Fanny Colas, Jean-Marc Baudoin, Frédéric Gob, Vincent Tamisier, Laurent Valette, Karl Kreutzenberger, Didier Lambrigot, Eric Chauvet
Water Research 2017 May 15, 115: 60-73
Physical habitat degradation is prevalent in river ecosystems. Although still little is known about the ecological consequences of altered hydromorphology, understanding the factors at play can contribute to sustainable environmental management. In this study we aimed to identify the hydromorphological features controlling a key ecosystem function and the spatial scales where such linkages operate. As hydromorphological and chemical pressures often occur in parallel, we examined the relative importance of hydromorphological and chemical factors as determinants of leaf breakdown. Leaf breakdown assays were investigated at 82 sites of rivers throughout the French territory. Leaf breakdown data were then crossed with data on water quality and with a multi-scale hydromorphological assessment (i.e. upstream catchment, river segment, reach and habitat) when quantitative data were available. Microbial and total leaf breakdown rates exhibited differential responses to both hydromorphological and chemical alterations.
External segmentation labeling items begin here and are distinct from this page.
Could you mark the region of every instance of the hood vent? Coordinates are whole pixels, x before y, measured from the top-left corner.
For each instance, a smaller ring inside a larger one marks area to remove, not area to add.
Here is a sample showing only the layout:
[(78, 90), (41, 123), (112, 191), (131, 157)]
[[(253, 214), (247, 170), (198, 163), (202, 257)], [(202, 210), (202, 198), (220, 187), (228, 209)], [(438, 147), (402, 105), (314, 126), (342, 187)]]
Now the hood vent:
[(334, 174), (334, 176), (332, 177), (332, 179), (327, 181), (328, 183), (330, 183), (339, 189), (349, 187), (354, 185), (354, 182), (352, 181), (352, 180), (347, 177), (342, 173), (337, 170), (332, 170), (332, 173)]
Relationships between the chemical quality of the water and leaf breakdown were weak, while hydromorphological integrity explained independently up to 84.2% of leaf breakdown. Hydrological and morphological parameters were the main predictors of microbial leaf breakdown, whereas hydrological parameters had a major effect on total leaf breakdown, particularly at large scales, while morphological parameters were important at smaller scales. Microbial leaf breakdown were best predicted by hydromorphological features defined at the upstream catchment level whereas total leaf breakdown were best predicted by reach and habitat level geomorphic variables. This study demonstrates the use of leaf breakdown in a biomonitoring context and the importance of hydromorphological integrity for the functioning of running water. It provides new insights for environmental decision-makers to identify the management and restoration actions that have to be undertaken including the hydromorphogical features that should be kept in minimal maintenance to support leaf breakdown.